The powerful have many times denied the hold of laws about incest over them. But social condemnation, and conscience, and the feeling they and their lineage were facing the wrath of the gods led to a cross-cultural sense that incest was worse than a crime, it would lead to being cursed.
We begin our moral reasoning with our intuitions, that is inevitable. Our intuitions come from game-theory dynamics, encoded into culture. We have a deep intuition incest is wrong, and cultural guards against beginning to tolerate it, because the impacts are cumulative, eg one case might be consensual, but tolerating incest in general makes cases with bad power dynamics more likely, and compounds genetic damage. Our societies are not ordered by accident, we can look to the idea of Moral Foundations Theory to understand that holding certain core values is key to humans collaborating.

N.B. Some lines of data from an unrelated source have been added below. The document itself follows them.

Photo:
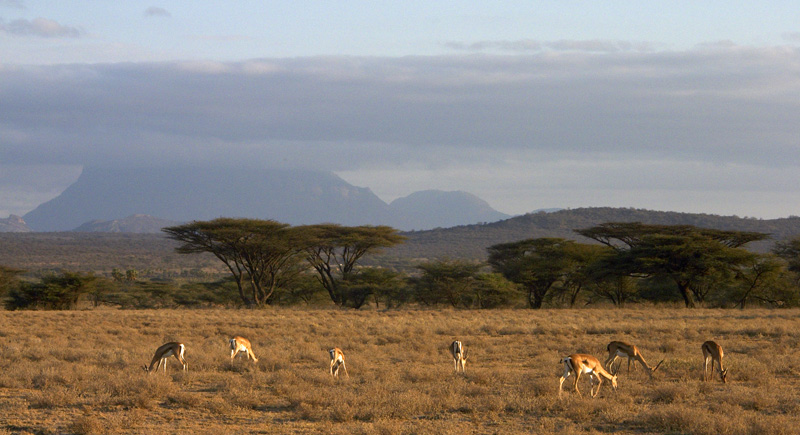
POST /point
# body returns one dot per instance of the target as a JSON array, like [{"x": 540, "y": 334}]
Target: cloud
[
  {"x": 41, "y": 27},
  {"x": 632, "y": 126},
  {"x": 154, "y": 11},
  {"x": 533, "y": 46},
  {"x": 13, "y": 4}
]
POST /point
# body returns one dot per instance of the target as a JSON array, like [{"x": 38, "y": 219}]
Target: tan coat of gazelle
[
  {"x": 617, "y": 349},
  {"x": 241, "y": 344},
  {"x": 165, "y": 351},
  {"x": 337, "y": 361},
  {"x": 578, "y": 364},
  {"x": 712, "y": 352},
  {"x": 459, "y": 356}
]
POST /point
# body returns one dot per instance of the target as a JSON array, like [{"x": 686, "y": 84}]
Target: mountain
[
  {"x": 13, "y": 224},
  {"x": 439, "y": 209},
  {"x": 471, "y": 241},
  {"x": 186, "y": 194},
  {"x": 138, "y": 223},
  {"x": 292, "y": 196}
]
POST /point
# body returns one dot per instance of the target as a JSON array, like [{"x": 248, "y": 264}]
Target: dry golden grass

And I would say tolerating incest, even consensual sibling incest, directly challenges these sources of social cohesion (specifically Care & Sanctity).
Final edit
Given wide cultural variation in prohibition of consensual adult incest, it seems wrong to say 'deep intuition incest is wrong, and cultural guards against' is a cultural universal. There is cultural variation in whether natural disasters are a judgement, so perhaps cultural framing is key. Maybe also how hierarchical a society is, with Habsburg gene-flow into the wider population being pervasive and very widespread, the impact of their inbreeding preference was more damaging. Maybe other factors about experiences of negative impacts of incest should be considered, like in Judaism where marrying within the religion was strictly enforced in relatively small communities, the Torah prohibitions against incest only cover Jews not gentiles (and men not women, Sodom was about abuse of strangers through explicitly treating sodomy as a violation of male power, a widespread concern only in highly patriarchal cultures). Looking at these together, it would be interesting to look at whether incest prohibitions relate to social inequality when the law was passed, as in unequal patriarchal societies the impacts of incest would be concentrated and affect populations more.